Less than a month after announcing the deal, AMD has officialy completed its acquisition of SeaMicro, a startup that specializes in building high-density low-power servers. The deal is valued at $334 million, including $293 million in cash, nearly 6.5 million AMD share options, and 322,000 issued shares of restricted stock.

The acquisition of SeaMicro, which will now become AMD's Data Center Server Solutions business, is intended to help AMD regain lost server market share from Intel and better position itself against future competition from ARM-based players. That said, the move came as a bit of a surprise considering all the high-density servers SeaMicro currently sells are based either on Intel Xeon or low-power Atom processors.

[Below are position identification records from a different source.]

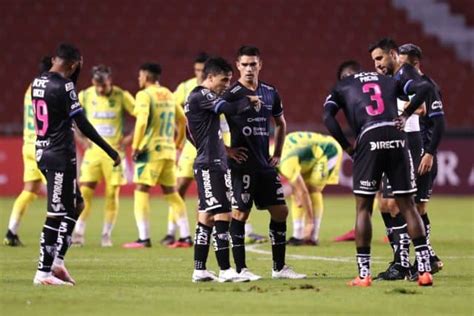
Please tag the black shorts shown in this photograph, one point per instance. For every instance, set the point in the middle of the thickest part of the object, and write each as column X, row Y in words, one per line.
column 214, row 189
column 262, row 186
column 415, row 146
column 383, row 150
column 425, row 182
column 63, row 191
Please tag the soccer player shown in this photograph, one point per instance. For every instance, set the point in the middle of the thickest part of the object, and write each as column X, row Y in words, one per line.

SM10000-64HD High Density, Low Power Server

AMD clearly sees a future for Bulldozer and upcoming architectures in low power servers, however. The firm will continue to sell and support SeaMicro servers equipped with Intel chips "for the foreseeable future," but they also plan to release the first SeaMicro servers based on AMD Opteron chips by the end of the year.

This means AMD will be competing with some of its customers, but the company claims it has no intentions of becoming a big player as a server vendor. Instead, it hopes to license SeaMicro's Freedom Fabric technology, which allows a computer to be scaled down to a motherboard the size of a deck of playing cards and can be stacked together to form powerful servers that use up less space and power than traditional servers.

Since SeaMicro's revenues or other financials were not disclosed, it's difficult to gauge whether the price paid was cheap or steep, but Forbes makes some assumptions of AMD's growth expectations from SeaMicro (hint: AMD paid a handsome price). After the acquisition was announced, Intel revealed it had been offered the chance to buy the California-based microserver specialist, but passed on the offer.